The proposed Illinois legislation would also create a new refundable Child Tax Credit to help low-to-no-income families with dependent children. Again, we know this will make a meaningful difference if it becomes law. When the federal Child Tax Credit was increased under ARPA, it benefited nearly 90 percent of Illinois children who are under age 17.
Expanding the EIC and creating a Child Tax Credit make all the sense in the world at this point in time. A growing chorus of advocates across the political spectrum recognize the predicament faced by low-income workers – the hardest hit by the pandemic’s economic damage and suffering most from the inflation spike. They believe these tax policy changes are the right thing to do – and the data agree.

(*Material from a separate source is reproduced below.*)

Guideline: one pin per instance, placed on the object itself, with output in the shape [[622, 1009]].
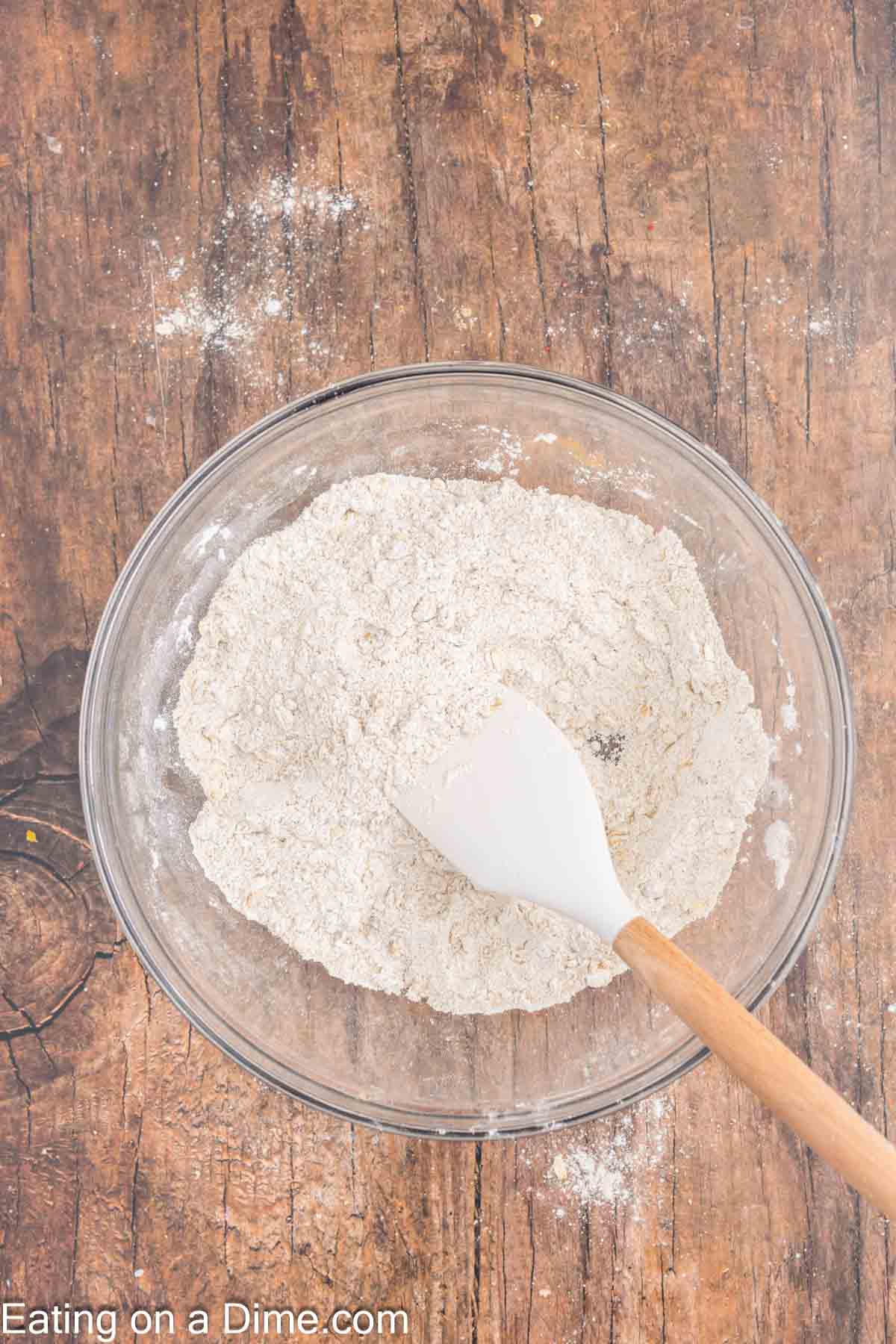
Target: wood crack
[[477, 1245], [529, 183], [34, 1027], [410, 184], [716, 307]]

For instance, as noted previously Illinois has one of the most unfair tax systems in the nation. In fact, Illinois’ tax policy is so regressive it actually worsens the growing income inequality that has manifested in the state’s private economy over the past three decades. Indeed, between 1978 and 2018, 99 percent of Illinois households saw their annual income after inflation grow by 20 percent — a far cry from those in the top 1 percent, whose inflation adjusted incomes grew by 254 percent, or more than 10 times as much. Expanding the EIC and creating a refundable Child Tax Credit targeted to low-income workers would counter that trend and help make Illinois’ tax burden fairer.
Yet, we can still feel the very real, very painful economic after-effects of COVID-19 all around us: 17 percent of Illinois adults in rental housing are behind on paying rent. More than a quarter of adults here say they have a problem dealing with daily necessities like purchasing food, paying for housing or cars, or covering medical expenses.
Expanding the state EIC and creating a new Child Tax Credit as legislators have proposed, would give up to 4.8 million Illinoisans – or about 40 percent of the state’s population – at least $600 back in tax refunds, make the state’s tax policy fairer, reduce child poverty, and support lower-wage workers. Better yet, those refunds will get pumped right back into local economies across Illinois. In fact, we estimate the state’s private sector economy will realize a stimulus that could top $1 billion if these credits are fully implemented as proposed – far more than the estimated upfront cost of about $415 million.
Now is the right time for Illinois to take income inequality head on and give working families the relief they deserve. Expanding the state’s EIC and creating a Child Tax Credit as currently proposed would be sound fiscal policy that will help Illinois build on its welcome good fiscal fortune.
Ralph Martire is executive director of the Center for Tax and Budget Accountability in Chicago.